British artist and interior designer

Szabotage is a British artist and interior designer.

==Early life==
Szabotage is from Hove in East Sussex and his original name is Gustav Szabo. He received university education in architecture before becoming a professional artist.

==Career==
After producing street art in London, in 2013 the artist moved to Hong Kong and began producing graffiti pieces both publicly and privately. In 2014 he was named a finalist in the city’s Secret Walls street art competition. His work is found in Hong Kong neighbourhoods including Sai Ying Pun, Big Wave Bay, and Yuen Long. Szabotage has also produced metal sculptures in the city.

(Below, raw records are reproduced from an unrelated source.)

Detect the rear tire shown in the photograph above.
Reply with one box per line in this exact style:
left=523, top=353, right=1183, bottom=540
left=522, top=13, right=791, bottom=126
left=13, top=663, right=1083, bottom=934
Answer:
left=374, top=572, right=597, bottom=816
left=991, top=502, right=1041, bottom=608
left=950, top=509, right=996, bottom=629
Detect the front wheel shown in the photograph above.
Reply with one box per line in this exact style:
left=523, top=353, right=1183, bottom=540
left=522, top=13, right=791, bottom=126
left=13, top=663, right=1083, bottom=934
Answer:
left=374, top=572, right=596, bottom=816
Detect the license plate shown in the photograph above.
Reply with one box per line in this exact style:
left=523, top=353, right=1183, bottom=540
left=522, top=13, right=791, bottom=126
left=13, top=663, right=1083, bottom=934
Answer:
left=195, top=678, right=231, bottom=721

The artist held his first exhibition in the city in 2014. He held his fourth solo exhibition in Hong Kong entitled Gone Fishing, featuring a series of paintings including a "koi" theme. The koi image used is the same that Szabotage has painted around the city as a part of his works. The show exhibited about thirty different installations, and was held at California Tower’s Loft 22. He has also held solo exhibitions in London. Szabotage has also produced public work in Thailand and the UK.

He has continued to work as an interior designer in London and Hong Kong while working as an artist. He worked with Virgin Atlantic and Yoo in London and Hong Kong, associate designer director at Steve Leung and a Director of OSE & R & D for the Sands Hotel Group in Hong Kong. He is now a full-time artist based in Hong Kong.